Chemically, it is a quinoxalineone and is available in both a base and hydrochloric acid forms.

== Pharmacology ==
Pharmacologically, it has been described as a nonspecific calcium channel blocker and as an antagonist of the NMDA receptor and other receptors.

== History ==
It was discovered in Austria in the 1950s and was developed by Austrian company Phafag AG.
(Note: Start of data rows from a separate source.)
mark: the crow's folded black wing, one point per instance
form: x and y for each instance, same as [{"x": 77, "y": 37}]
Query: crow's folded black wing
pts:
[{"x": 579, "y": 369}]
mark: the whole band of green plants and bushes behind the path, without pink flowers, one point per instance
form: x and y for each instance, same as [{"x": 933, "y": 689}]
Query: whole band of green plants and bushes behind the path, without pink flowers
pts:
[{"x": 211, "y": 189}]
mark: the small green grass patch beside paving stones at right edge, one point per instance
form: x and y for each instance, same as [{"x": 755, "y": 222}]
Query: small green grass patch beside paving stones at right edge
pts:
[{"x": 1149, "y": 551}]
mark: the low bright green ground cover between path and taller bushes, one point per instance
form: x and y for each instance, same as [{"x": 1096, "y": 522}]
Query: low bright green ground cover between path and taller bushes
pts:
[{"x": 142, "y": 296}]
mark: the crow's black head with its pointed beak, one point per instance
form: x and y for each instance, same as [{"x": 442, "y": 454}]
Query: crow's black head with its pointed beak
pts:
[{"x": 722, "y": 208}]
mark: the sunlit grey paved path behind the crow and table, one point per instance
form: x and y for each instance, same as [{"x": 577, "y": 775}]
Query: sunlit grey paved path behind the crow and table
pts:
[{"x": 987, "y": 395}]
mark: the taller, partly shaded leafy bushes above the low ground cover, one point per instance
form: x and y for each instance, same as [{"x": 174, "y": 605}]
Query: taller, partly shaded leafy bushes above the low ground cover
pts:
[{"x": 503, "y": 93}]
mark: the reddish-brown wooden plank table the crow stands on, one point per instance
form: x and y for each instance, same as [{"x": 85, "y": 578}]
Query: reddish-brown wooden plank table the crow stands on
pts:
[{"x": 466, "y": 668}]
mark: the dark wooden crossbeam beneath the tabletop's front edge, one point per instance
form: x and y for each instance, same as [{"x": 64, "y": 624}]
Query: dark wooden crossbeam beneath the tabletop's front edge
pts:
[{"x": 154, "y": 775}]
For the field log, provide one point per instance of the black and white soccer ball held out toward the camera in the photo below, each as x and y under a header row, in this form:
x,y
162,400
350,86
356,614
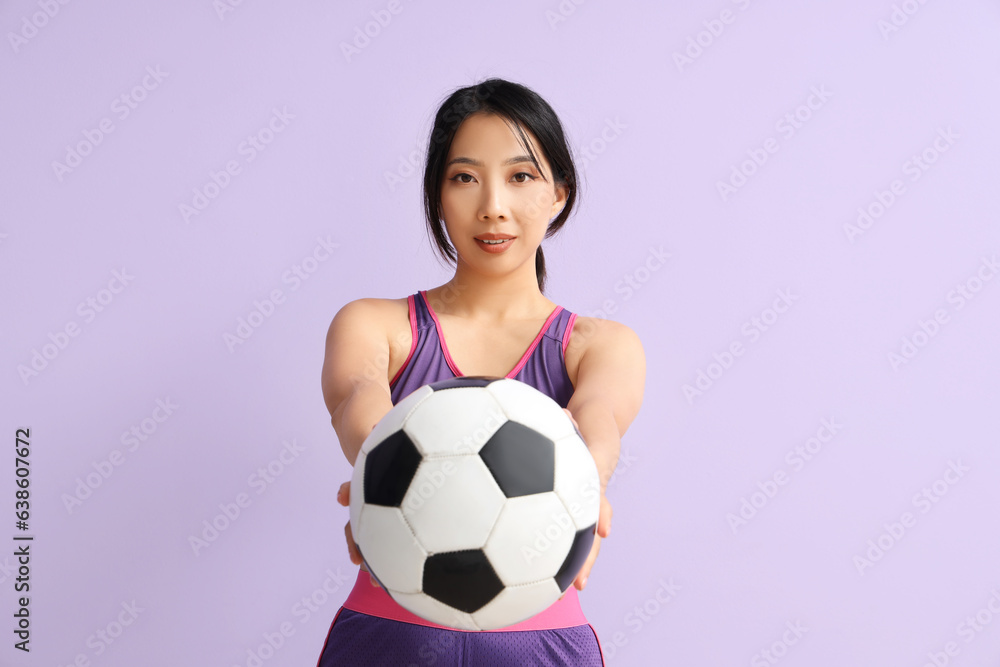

Its international nonproprietary name (INN), caroverine, was proposed in 1972.

== Society and culture ==

=== Brand names ===
As of 2018, it was marketed under the brand names Spasmium and Tinnitin in Austria, and under the brand Tinnex in India.

== Research ==
An intravenous formulation was tested in a single-blinded study in tinnitus that published in 1997 and had positive results; an effort to replicate those results failed to show any effect, and more people had their condition worsen than experienced benefit. Pilot studies using a spray formulation for tinnitus published in 2005.

In 2010 Phafag licensed rights to caroverine to the Indian company, Lincoln Pharmaceuticals, to develop the drug for tinnitus in India. Lincoln first marketed it for that purpose in India in 2011.

As of 2016 it had been studied in a small clinical trial in people with loss of the sense of smell.